Elle s’assoit sur le genou qu’il lui propose, ainsi que le font les taulières de la tradition bordélique.
— Pour en r’v’nir su’ not’ converse d’ t’à l’heure, j’ai envie qu’on fasse un estra av’c mon zob, môme !
— Ah ! tu t’décides ?
— Tes clilles, sous l’estrade, la Veronica et ses aminches, t’es en bons termes av’c z’eux ?
— Tu parles : des années qu’j’ les pratique !
— C’t’à eux qu’tu vas proposer d’mater ma membrane, Cocotte ! Raconte-z’y c’qu’tu voudreras, comme quoi tu viens d’ dégauchir l’plus beau manche du monde. Un Français pafé comme un’ bourrique. La pièce d’collection à n’pas rater. Çui qu’a pas vu ça, n’sait rien d’la bite ! Si, comme j’l’espère, y sont branchés, tu leur annonces qu’ je prends cinq cents dollars pour l’esposer et, au b’soin, la laisser manipuler. Deux cents dollars d’mieux pour fourrer les d’moiselles intéressées ; par cul, naturellement ! Si y veuillent, tu leur racontes comme quoi j’ai pas d’local et qu’y m’emmènent où ça leur chante. Banco ?

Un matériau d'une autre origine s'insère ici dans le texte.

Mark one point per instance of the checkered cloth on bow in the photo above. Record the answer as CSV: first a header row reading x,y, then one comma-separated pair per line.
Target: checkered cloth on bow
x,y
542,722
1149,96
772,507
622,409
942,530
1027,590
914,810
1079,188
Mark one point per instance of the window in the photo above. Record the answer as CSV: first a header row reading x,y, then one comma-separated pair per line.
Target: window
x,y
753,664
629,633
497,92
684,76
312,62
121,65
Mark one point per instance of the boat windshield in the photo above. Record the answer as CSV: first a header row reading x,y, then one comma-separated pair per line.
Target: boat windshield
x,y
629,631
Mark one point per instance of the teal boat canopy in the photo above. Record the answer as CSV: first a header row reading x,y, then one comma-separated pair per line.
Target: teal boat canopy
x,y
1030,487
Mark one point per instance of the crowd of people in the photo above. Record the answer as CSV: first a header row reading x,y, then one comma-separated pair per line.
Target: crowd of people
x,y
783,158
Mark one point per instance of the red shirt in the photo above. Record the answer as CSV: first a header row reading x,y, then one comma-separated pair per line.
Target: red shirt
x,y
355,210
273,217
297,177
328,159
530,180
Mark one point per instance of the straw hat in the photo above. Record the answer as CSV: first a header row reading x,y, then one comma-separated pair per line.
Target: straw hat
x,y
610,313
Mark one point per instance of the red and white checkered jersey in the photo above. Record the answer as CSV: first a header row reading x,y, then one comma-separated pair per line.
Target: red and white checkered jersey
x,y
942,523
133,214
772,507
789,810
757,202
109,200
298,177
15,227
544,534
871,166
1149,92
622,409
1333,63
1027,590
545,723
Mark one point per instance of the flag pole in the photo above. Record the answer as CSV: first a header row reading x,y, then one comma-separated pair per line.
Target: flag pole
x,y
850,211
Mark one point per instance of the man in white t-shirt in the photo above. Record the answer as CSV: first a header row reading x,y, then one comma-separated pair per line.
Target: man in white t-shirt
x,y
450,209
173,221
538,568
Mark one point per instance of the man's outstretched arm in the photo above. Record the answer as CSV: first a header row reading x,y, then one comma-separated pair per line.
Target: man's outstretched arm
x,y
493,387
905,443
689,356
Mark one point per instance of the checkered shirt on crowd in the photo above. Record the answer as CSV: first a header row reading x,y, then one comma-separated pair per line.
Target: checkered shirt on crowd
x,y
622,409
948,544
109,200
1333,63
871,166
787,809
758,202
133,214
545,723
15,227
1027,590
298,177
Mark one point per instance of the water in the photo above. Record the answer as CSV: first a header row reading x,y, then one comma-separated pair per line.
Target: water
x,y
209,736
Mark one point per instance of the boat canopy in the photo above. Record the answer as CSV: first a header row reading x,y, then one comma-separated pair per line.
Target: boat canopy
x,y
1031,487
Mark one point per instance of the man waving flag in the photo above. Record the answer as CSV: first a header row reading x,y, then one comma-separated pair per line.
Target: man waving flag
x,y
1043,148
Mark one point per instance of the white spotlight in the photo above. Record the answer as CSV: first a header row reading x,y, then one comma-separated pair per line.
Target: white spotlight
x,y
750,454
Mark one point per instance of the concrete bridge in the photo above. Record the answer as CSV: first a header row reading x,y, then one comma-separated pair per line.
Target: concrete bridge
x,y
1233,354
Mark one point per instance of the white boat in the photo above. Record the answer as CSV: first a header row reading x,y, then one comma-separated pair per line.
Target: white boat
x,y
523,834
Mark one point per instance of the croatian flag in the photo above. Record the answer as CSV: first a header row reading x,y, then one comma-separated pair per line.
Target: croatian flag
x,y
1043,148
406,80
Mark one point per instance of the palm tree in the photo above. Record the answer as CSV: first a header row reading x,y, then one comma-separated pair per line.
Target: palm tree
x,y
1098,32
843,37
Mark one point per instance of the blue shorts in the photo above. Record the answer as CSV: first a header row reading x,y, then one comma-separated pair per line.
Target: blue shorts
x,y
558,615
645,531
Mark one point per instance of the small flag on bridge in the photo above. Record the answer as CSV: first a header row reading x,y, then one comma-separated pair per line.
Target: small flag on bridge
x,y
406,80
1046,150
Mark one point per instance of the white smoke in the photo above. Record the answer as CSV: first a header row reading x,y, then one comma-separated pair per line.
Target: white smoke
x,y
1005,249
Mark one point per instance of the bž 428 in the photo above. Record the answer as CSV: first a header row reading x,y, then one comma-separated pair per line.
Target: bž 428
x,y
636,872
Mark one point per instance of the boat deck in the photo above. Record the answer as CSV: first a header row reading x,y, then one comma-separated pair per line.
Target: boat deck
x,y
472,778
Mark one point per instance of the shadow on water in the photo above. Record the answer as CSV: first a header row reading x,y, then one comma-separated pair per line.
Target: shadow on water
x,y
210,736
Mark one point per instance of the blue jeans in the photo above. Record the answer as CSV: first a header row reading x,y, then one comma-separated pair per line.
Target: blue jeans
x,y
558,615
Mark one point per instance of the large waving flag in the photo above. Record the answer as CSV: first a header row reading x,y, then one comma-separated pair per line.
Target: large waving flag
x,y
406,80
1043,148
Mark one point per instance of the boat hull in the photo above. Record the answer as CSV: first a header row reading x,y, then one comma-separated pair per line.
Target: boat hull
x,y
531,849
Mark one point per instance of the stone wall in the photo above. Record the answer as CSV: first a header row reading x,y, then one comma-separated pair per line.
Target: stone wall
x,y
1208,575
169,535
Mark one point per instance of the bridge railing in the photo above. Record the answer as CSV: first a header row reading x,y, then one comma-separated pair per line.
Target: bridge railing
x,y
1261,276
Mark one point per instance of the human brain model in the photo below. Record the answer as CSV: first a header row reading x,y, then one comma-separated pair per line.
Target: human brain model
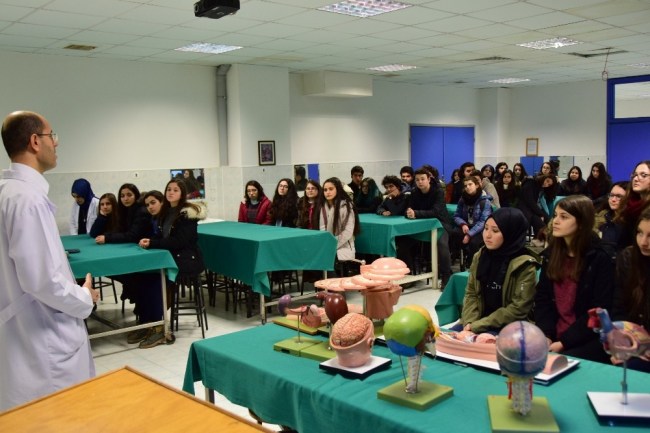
x,y
522,349
352,338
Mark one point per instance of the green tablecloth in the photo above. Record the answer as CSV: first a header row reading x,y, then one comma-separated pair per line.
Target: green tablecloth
x,y
287,390
450,303
248,252
115,259
378,232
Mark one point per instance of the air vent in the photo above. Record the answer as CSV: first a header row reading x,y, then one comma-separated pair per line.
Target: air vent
x,y
590,55
80,47
491,59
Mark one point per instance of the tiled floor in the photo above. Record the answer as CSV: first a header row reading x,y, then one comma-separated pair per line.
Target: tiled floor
x,y
167,362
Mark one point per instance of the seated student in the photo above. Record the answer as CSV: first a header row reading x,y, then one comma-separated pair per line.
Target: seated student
x,y
599,183
107,218
611,231
284,208
632,297
338,217
574,184
408,180
255,206
451,187
577,275
177,223
84,208
369,197
474,208
395,201
502,279
427,200
507,189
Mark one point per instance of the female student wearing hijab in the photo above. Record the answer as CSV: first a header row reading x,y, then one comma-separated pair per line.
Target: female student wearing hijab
x,y
502,278
84,208
577,275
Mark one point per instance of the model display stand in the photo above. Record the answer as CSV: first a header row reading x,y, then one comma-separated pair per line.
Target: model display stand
x,y
504,420
428,394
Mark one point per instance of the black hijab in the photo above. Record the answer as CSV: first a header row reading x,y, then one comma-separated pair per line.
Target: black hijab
x,y
493,264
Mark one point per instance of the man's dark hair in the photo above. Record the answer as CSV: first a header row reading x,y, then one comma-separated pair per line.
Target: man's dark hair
x,y
356,169
17,130
465,165
407,169
391,180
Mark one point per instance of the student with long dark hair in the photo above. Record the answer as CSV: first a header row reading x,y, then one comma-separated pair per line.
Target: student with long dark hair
x,y
599,183
177,232
284,208
632,297
577,275
255,206
339,218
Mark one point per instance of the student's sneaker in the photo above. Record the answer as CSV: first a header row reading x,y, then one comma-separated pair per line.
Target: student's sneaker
x,y
138,335
156,337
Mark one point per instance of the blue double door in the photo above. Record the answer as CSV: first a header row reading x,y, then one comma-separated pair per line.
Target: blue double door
x,y
444,147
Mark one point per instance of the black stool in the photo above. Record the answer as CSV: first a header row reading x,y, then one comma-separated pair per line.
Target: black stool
x,y
195,301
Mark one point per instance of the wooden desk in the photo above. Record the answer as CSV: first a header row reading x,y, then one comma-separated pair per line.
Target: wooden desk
x,y
116,259
122,401
378,235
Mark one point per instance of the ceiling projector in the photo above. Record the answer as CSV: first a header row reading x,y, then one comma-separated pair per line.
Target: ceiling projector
x,y
215,8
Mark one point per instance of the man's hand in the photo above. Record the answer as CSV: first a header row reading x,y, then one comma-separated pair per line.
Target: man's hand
x,y
88,284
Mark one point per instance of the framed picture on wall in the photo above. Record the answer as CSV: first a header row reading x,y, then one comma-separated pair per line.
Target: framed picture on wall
x,y
266,152
532,146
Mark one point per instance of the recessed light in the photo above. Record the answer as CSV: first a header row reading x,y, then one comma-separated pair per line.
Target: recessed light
x,y
392,68
549,43
364,8
508,80
204,47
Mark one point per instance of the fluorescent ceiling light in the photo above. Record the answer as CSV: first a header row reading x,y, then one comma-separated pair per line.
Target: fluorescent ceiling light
x,y
204,47
391,68
549,43
364,8
508,80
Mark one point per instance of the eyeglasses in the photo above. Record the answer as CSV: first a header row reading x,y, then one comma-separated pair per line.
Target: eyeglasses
x,y
53,135
642,176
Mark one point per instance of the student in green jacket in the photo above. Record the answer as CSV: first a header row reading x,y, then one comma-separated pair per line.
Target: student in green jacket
x,y
502,279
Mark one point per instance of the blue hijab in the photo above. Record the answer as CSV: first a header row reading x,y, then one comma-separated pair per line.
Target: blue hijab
x,y
82,188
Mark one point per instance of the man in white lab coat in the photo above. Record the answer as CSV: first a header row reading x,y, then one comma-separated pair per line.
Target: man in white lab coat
x,y
43,339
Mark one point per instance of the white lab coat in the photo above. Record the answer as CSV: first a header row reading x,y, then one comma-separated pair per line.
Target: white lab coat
x,y
90,218
43,339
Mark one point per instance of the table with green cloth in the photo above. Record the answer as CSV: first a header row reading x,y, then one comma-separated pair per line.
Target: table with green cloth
x,y
292,391
117,259
378,235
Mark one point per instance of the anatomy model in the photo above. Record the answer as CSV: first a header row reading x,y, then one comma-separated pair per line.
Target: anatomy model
x,y
409,332
522,349
352,338
622,340
376,282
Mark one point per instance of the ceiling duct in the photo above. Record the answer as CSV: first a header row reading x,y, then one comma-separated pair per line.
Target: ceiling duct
x,y
336,84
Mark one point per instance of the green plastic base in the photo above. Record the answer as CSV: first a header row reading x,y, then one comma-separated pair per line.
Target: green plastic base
x,y
293,347
428,395
319,352
504,420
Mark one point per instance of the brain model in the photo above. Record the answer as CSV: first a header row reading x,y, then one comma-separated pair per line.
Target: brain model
x,y
352,337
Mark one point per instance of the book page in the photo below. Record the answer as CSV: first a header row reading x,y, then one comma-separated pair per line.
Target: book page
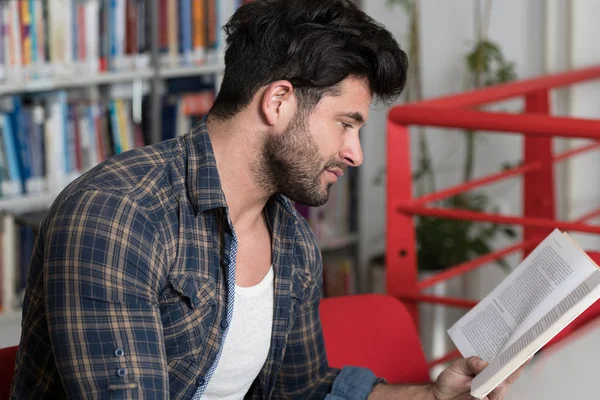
x,y
550,272
537,336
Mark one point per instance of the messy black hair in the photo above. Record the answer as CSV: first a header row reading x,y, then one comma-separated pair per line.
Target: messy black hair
x,y
313,44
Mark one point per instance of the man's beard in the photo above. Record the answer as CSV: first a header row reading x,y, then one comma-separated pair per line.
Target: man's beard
x,y
291,165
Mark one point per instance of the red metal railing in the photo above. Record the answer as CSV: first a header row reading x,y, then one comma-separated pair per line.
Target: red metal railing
x,y
538,129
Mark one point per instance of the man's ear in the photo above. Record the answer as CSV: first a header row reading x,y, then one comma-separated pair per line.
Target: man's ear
x,y
278,103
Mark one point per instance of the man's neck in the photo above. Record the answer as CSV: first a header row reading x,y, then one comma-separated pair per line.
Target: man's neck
x,y
236,149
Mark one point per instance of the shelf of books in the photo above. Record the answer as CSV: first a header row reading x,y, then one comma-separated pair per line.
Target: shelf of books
x,y
81,81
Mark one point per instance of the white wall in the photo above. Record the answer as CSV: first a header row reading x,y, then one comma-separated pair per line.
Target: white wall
x,y
584,170
447,32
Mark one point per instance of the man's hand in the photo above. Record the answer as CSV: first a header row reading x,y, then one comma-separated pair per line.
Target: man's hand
x,y
455,382
452,384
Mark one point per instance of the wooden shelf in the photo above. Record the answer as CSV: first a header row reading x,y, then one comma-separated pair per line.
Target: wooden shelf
x,y
75,81
106,78
27,203
180,72
336,243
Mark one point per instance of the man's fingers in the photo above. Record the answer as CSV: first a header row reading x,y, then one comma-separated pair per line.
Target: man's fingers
x,y
476,364
499,392
515,375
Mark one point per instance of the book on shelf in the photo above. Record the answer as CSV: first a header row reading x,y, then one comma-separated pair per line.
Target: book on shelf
x,y
59,38
553,285
17,237
184,102
47,139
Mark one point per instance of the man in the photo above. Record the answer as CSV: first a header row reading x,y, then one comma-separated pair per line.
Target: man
x,y
181,270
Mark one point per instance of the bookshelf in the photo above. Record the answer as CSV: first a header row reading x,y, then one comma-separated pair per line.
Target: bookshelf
x,y
89,74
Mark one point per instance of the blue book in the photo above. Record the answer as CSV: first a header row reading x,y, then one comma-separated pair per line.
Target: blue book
x,y
185,31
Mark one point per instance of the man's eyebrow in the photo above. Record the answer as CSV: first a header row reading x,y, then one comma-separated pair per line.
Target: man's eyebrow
x,y
354,115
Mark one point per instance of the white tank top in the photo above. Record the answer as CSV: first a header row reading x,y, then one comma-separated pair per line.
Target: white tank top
x,y
247,342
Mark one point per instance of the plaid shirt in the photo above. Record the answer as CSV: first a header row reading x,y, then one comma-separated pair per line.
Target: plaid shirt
x,y
130,289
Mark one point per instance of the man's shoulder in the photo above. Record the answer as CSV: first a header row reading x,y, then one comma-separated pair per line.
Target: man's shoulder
x,y
146,175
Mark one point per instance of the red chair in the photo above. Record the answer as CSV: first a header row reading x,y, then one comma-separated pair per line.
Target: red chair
x,y
8,356
376,332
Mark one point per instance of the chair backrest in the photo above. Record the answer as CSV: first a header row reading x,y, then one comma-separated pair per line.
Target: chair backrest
x,y
376,332
8,356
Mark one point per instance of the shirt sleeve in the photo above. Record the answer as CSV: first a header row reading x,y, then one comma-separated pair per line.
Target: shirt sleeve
x,y
305,372
102,264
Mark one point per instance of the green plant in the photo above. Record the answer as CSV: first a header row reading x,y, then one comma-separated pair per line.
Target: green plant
x,y
442,243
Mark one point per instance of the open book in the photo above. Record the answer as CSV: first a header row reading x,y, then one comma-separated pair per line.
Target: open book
x,y
553,285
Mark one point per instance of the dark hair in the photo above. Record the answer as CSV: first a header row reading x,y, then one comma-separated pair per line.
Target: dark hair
x,y
313,44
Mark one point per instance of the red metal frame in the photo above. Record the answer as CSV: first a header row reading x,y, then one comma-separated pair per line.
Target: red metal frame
x,y
539,211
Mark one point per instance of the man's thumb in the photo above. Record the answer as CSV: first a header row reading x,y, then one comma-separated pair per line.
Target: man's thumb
x,y
469,366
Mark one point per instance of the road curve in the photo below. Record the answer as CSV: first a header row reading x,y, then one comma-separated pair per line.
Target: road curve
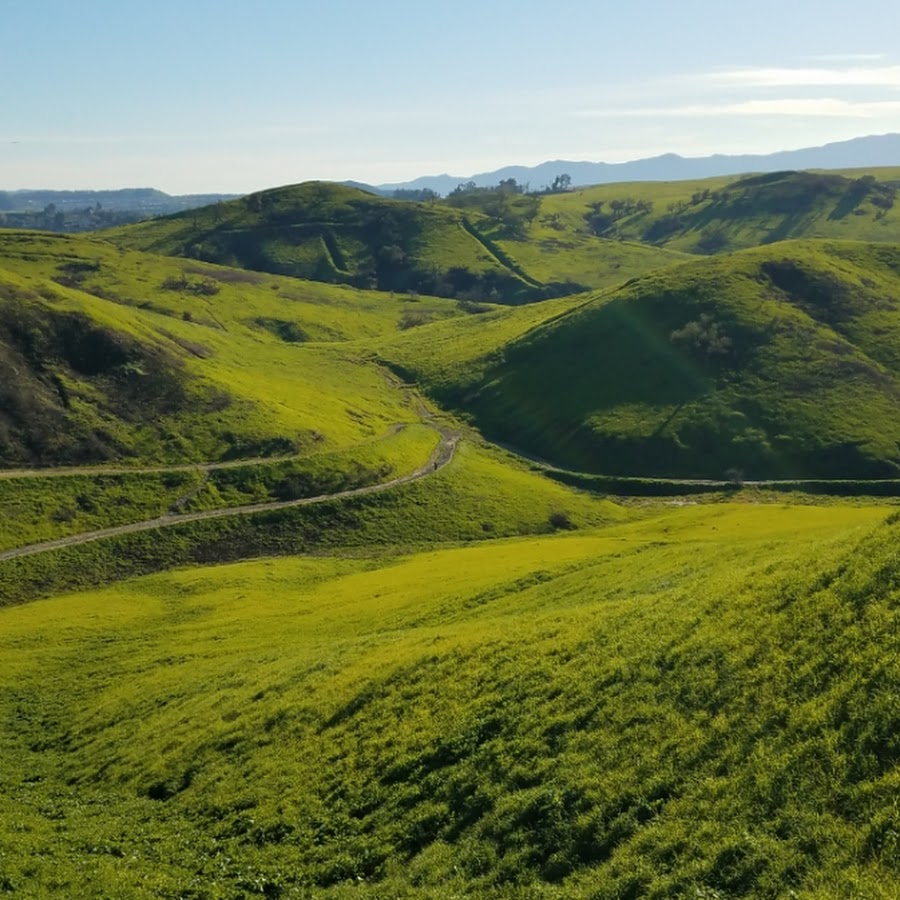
x,y
441,456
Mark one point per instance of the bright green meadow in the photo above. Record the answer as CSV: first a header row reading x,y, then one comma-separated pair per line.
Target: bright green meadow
x,y
501,546
699,703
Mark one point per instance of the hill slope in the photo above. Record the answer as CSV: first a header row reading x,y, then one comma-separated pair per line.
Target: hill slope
x,y
109,355
723,214
778,361
698,705
333,233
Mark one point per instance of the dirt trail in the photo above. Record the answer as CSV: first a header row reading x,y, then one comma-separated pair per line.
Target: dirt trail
x,y
442,455
141,470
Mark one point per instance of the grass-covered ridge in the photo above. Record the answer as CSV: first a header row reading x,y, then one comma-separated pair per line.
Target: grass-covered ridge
x,y
722,214
124,355
331,233
694,705
779,361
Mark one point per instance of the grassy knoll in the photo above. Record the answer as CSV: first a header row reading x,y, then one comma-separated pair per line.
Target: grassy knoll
x,y
116,355
779,361
720,214
480,495
328,232
702,703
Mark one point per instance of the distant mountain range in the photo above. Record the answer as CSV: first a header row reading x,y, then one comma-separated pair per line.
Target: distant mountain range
x,y
863,152
147,201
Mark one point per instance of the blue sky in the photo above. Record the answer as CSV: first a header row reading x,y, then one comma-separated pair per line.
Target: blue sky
x,y
235,96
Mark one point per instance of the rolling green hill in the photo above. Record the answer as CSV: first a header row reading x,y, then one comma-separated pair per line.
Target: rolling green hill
x,y
123,355
328,232
428,670
700,704
779,361
721,214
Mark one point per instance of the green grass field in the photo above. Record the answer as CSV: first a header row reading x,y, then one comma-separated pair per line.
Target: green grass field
x,y
698,703
483,682
242,365
778,361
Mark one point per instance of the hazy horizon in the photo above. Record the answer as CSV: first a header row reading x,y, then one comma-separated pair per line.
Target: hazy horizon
x,y
232,97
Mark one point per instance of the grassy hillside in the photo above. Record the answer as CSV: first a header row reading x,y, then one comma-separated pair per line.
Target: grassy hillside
x,y
490,245
332,233
779,361
122,355
482,494
699,704
721,214
327,232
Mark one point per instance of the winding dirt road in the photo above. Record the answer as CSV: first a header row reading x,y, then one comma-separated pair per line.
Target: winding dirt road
x,y
441,456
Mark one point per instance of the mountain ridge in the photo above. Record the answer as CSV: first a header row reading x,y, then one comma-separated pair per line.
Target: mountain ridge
x,y
861,152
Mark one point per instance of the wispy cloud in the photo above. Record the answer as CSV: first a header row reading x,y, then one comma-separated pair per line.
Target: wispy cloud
x,y
852,76
848,57
814,107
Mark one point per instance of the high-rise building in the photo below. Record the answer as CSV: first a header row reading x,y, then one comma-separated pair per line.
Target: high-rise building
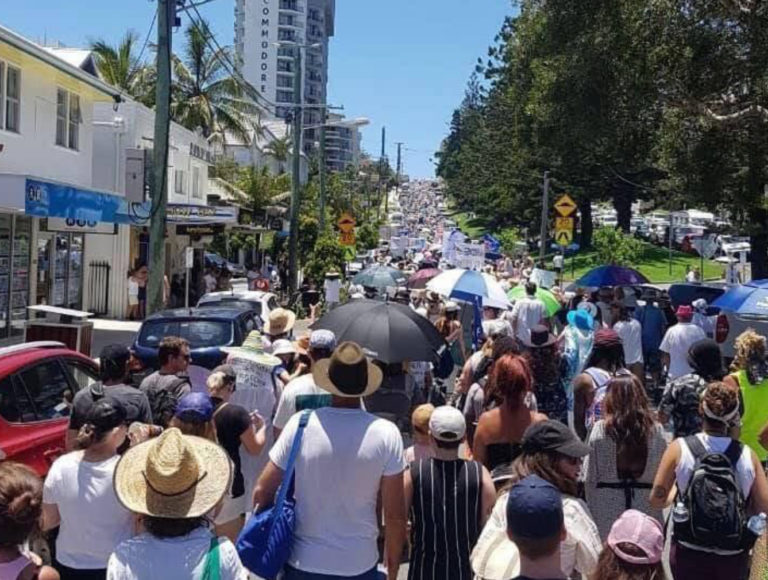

Marinette, bonne fille, se lève.
— T’es un sacré loustic, Alexandre ! J’aimerais savoir ce que tu as derrière la tête…
N’empêche qu’elle gagne la table de Veronica Trabadjabueno. Elle s’accroupit au milieu du groupe et se met à parler à ses bizarres clients.
— J’sens qu’ça va jouer, annonce le Gros. Mon instincte s’goure jamais. Si c’est O.K., tu t’casses et t’attends not’ décarrade au volant d’ ta tire. Ton rôle s’ra d’nous filocher, qu’au moins tu suces où qu’on gît, si ça tourne mal !
Il réveille Pinaud.
— Rambouillet ! lui crie-t-il à l’orée de la feuille. Tous les voiliageurs descendent d’ voiture !
César revient au monde immense et radieux. Il remue ses lèvres comme un que ses profondeurs taquinent mochement.
— Je crois que tu avais raison, murmure-t-il.
— A quel propos ?
— Au sujet des chorizos. Voilà que je reprends mal au ventre !
— T’es pas voiliageable ! s’emporte Béru. Si tu sens qu’ ça foire, va à l’hôtel, ça r’pos’ra la lit’rie d’ la mère del Panar !
Marinette vient annoncer que les blousons blancs acceptent d’enthousiasme. Elle leur a fait une telle description des charmes discrets du Mastar qu’ils veulent absolument s’offrir ce délicat spectacle.
Alonzo Gogueno se brise sans plus attendre. Là-bas, les quatre se lèvent. Marinette leur adresse un signe et ils s’approchent de la table du phénomène.
— Ecce homo ! leur fait-elle, en montrant Béru. Puis, désignant Pinuche : son manager.
Le quatuor examine Béru avec un étonnement non feint. Ces jeunes, superbes et beaux, s’imaginaient que le détenteur d’un paf de légende devait être un mâle ardent, baraqué Tarzan. Et qu’ont-ils devant eux ? Un gros poussah cradingue et mal rasé, qui pue la porcherie.